My husband and I put in our applications to teach spoken English in China this summer. I went last year and through the changes in my heart and my descriptions my husband worked really hard to be able to take the time off required. Last year fund raising went so well and this year it’s moving inordinately slow. Others who were with us last year will not be, one family has had a significant emergency which may prevent them from going and others from the outside have been questioning my decision.
I am admittedly not handling the swirling emotions that are vying for time in my head. I am so tempted to push Jesus off the throne of my heart and sit there myself because “I can do a much better job.” I am struggling to find my place and purpose in a time and space that feels so foreign and uncomfortable, and I so want to throw my hands up in the air and give up. Not so I can lay it down at the foot of the cross….just give up. I know I could easily sit in a corner and do nothing while the world passes me by; ok maybe not but it feels like it. <shoulder shrug> I am struggling.
Today is the day that my father has his procedure. Usually I am the one who is not worried, but I must admit I am concerned this time. I think I failed to realize that I have not truly embraced the idea of not IF, but WHEN. I know that the outcome is in God’s hands and His will be done, but what will I do if His will is to take my father home?
I am not a worrier, my mother has that particular skill covered and so does my one son. however, to admit that my flesh so wants to worry is shaking my foundation a little and making me feel vulnerable. Growing up it wasn’t a good thing to open yourself to be vulnerable because that was something that wasn’t forgotten and brought up as an arrow to the heart to make you feel guilty later on.
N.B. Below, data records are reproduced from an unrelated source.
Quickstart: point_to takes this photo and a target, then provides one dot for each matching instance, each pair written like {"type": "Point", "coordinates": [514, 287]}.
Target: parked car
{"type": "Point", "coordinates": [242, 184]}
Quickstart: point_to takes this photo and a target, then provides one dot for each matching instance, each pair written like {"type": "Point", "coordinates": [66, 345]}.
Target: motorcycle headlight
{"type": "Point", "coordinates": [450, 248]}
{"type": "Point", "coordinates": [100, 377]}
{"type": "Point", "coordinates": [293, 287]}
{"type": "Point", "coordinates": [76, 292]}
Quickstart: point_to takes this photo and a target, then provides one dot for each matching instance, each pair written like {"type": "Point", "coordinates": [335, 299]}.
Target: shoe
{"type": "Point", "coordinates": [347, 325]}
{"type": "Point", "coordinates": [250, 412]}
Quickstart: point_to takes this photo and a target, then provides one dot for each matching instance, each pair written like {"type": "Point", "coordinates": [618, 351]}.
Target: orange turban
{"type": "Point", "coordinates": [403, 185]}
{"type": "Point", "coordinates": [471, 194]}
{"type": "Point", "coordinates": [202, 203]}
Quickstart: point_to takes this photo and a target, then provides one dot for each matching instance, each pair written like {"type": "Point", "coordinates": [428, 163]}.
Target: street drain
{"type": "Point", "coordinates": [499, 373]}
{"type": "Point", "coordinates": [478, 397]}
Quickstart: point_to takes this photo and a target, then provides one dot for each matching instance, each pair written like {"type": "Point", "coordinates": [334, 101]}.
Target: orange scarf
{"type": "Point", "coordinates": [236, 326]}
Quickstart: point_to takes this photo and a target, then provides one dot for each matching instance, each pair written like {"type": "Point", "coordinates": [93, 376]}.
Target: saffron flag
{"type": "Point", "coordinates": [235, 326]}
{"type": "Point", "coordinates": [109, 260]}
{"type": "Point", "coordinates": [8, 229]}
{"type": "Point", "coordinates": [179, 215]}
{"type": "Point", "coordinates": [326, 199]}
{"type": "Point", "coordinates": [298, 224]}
I know that I should count myself lucky that I don’t have other family to battle over my parents leaving this earth. There will be no epic battles no other opinions, no hurt feelings and no sibling shouldering most of the responsibility. But I have to be honest, right now I would welcome some of that. Maybe because I don’t really know what that is like, to have to argue over every little detail or wish that my brother or sister would help a little to ease the pain and lighten the load.
I guess my biggest struggle is accepting that I have to leave this in God’s capable hands and grasp that whatever happens is within His perfect will even if I don’t like it. It’s just HARD. It’s time like these that, I think, test my faith. I can be all about prayer and being in His will until a really challenging trial comes and that is when I feel like I crumble like a cookie dropped on the kitchen floor. It feels like I hear this in my head more often than not (Matthew 14:31) “Immediately Jesus stretched out His hand and took hold of him, and said to him, “You of little faith, why did you doubt?” I wonder if I don’t inwardly become that little child throwing the tantrum and scream, “I WANT IT MY WAY! IF THAT DOESN’T HAPPEN I DON’T BELIEVE IN YOU!” I know that is the devil getting a hold of me and me not listening for the still small voice or waiting for the moment of peace to over come me. What I really need to rest in is 1 Corinthians 2:3-5, “I was with you in weakness and in fear and in much trembling, 4 and my message and my preaching were not in persuasive words of wisdom, but in demonstration of the Spirit and of power, 5 so that your faith would not rest on the wisdom of men, but on the power of God.”
The power of God…..and a mighty power it is, rest in that.